DarlingDuck Tue 19-Jul-11 19:31:09

She has said along the lines of "Oh ooops, sorry have a week away planned with the girls, pretty sure its that week, so sorry darling!"

DarlingDuck Tue 19-Jul-11 19:32:01

I know I shouldn't rely on her, this kind of thing is pretty typical of her.

Zimm Tue 19-Jul-11 19:32:42

EEk! Why you lot having a pop at OP for using her mum to babysit? Most ppl do......she isn't demanding free childcare, her mum and has not let her down. So Op YANBU and mum sounds like she is being a bit mean just saying she is busy...

pointydog Tue 19-Jul-11 19:34:14

I do think you should have said 'oh that's great you're having a holiday. Is there another day you could babysit because I don't mind if it's not on dh's birthday'

If she's unreliable, though, you need to start widening your babysitting circle.

DarlingDuck Tue 19-Jul-11 19:49:55

She's just very selfish. As an example she lives 10 mins away, doesn't work (she's 58 and well off) and would see DC's once every three weeks, she now sees them once a week as we invite her round for a Sunday roast every week. Last Sunday I suggested we come to her house, she said ok as long as we bring the food - and cook it!

alemci Tue 19-Jul-11 19:59:52

No it is annoying. My mum could be a bit like this too when mine were younger. She suggested it by the sounds of things and should honour it but the thing about lunch sounds awful.

Has your DH got parents who are supportive. My in laws were very helpful even when my mother wasn't at times.

mamalovesmojitos Tue 19-Jul-11 20:02:39

YANBU. She told you she would and now she's letting you down. I'm not surprised you feel a bit upset.

DarlingDuck Tue 19-Jul-11 20:04:47

My dad lives close but sees the DC's about once a month, he is incredibly self absorbed. DH's mum lives about 4 hours away and is great, his Dad lives an hour away and we see him once a year if that.

mycatoscar Tue 19-Jul-11 20:12:20

yanbu she offered something and is now not doing it. doesn't sound like she's even apologised either, my mum and my mil do things like this. it is very annoying and makes the offerer seem quite selfish.

bubblesincoffee Tue 19-Jul-11 20:24:54

YANBU. Because she offered and then retracted it without trying to do it for you another time.

I could understand that she is going away with a group, so probably can't change her holiday, but there is no reason that she couldn't do it another time.

I would stop inviting her over for Sunday dinner and just pop into see her when it suits you. Why should you make the effort do do nice things for her if she won't do them for you?

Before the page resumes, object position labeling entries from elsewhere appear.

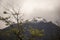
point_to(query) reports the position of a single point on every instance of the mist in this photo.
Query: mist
(48, 9)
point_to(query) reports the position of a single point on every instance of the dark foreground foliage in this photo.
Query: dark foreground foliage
(32, 31)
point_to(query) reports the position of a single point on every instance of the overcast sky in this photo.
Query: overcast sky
(48, 9)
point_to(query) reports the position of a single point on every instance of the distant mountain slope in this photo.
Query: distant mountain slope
(51, 31)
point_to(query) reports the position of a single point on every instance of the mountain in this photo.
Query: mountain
(51, 31)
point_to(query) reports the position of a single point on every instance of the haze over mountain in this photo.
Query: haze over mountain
(51, 31)
(48, 9)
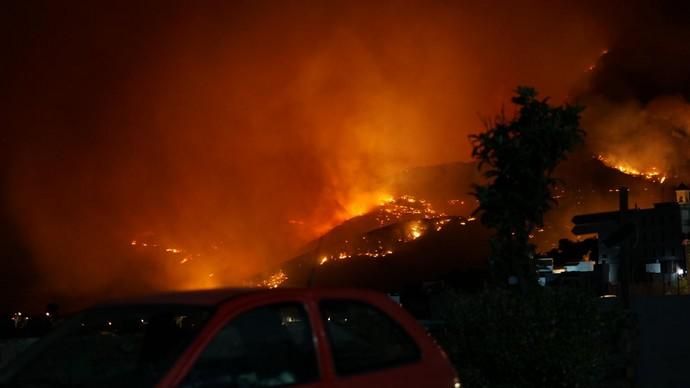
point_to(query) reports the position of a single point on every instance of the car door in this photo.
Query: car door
(370, 348)
(269, 345)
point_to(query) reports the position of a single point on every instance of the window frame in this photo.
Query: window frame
(419, 350)
(231, 309)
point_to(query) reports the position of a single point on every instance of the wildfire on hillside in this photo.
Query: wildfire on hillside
(376, 244)
(653, 174)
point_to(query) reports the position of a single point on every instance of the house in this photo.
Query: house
(648, 237)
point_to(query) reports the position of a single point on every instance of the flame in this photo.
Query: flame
(653, 174)
(275, 280)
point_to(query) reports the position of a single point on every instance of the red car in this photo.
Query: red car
(238, 338)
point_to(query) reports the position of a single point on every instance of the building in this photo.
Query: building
(654, 239)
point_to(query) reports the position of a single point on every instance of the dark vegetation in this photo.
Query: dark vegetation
(543, 338)
(518, 157)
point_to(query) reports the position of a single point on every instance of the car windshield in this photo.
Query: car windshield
(109, 346)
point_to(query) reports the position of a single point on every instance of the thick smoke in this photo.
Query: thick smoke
(238, 131)
(638, 107)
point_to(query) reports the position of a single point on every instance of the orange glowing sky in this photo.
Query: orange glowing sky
(216, 124)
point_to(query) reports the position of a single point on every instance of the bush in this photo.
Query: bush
(544, 338)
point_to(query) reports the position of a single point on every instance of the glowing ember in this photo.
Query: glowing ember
(275, 280)
(396, 209)
(652, 174)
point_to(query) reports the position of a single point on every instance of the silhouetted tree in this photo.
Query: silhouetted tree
(518, 157)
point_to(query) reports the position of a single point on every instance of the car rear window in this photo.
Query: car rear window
(110, 346)
(364, 338)
(265, 347)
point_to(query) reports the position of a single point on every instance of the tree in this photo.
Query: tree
(518, 157)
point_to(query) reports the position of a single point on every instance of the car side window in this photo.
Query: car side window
(269, 346)
(364, 338)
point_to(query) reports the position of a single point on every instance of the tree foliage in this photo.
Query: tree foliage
(518, 157)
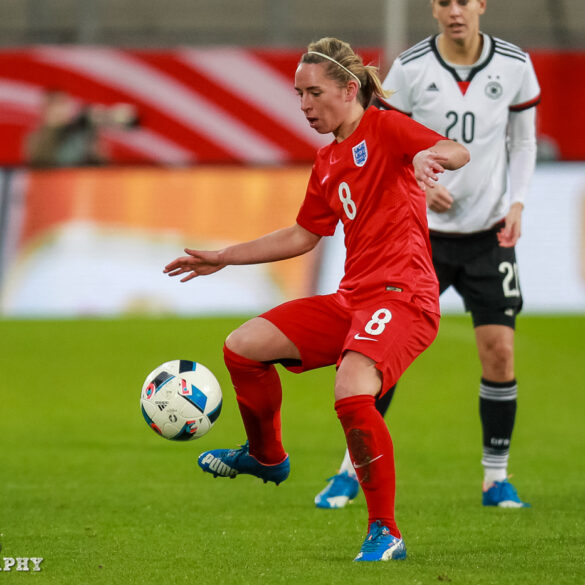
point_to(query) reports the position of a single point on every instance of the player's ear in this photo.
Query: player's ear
(352, 89)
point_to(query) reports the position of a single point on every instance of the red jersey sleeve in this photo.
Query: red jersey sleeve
(315, 215)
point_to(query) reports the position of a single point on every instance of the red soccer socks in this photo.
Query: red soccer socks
(372, 455)
(259, 395)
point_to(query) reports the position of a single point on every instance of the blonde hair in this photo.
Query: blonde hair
(342, 64)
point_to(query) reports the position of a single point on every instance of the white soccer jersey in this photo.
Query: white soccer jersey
(473, 111)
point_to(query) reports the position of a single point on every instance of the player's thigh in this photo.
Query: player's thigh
(317, 326)
(357, 374)
(260, 340)
(393, 335)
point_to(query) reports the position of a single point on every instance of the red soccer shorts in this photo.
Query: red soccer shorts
(390, 332)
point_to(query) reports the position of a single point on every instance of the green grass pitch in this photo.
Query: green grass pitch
(87, 486)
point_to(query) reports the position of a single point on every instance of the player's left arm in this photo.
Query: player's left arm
(521, 140)
(443, 155)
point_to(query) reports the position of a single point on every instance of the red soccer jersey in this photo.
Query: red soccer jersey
(367, 181)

Cocoflower Tue 19-Jul-11 20:51:02

She has made a commitment already and is now backing out of it, so on those grounds alone YANBU

heleninahandcart Tue 19-Jul-11 21:17:01

YANBU to be annoyed at her letting you down. You mention she is unreliable and it does sound as if she is determined to live her life putting herself first. Yes she is your Mum, but not on call. Has she had years of cooking Sunday roasts, looking after children and general domesticity? If so, maybe now is 'her' time to be free of all that i.e. she is happy to help out but not put herself out?

saladsandwich Tue 19-Jul-11 21:29:22

yanbu to be upset i would be - tbh its not about me not getting out that upsets me its the fact no one wants ds. my mum is dead, my dad won't, ds dad doesnt see him, his grandparents on his dads side won't even consider it. i have begged them to watch him for the night when i needed hospital treatment and they refused.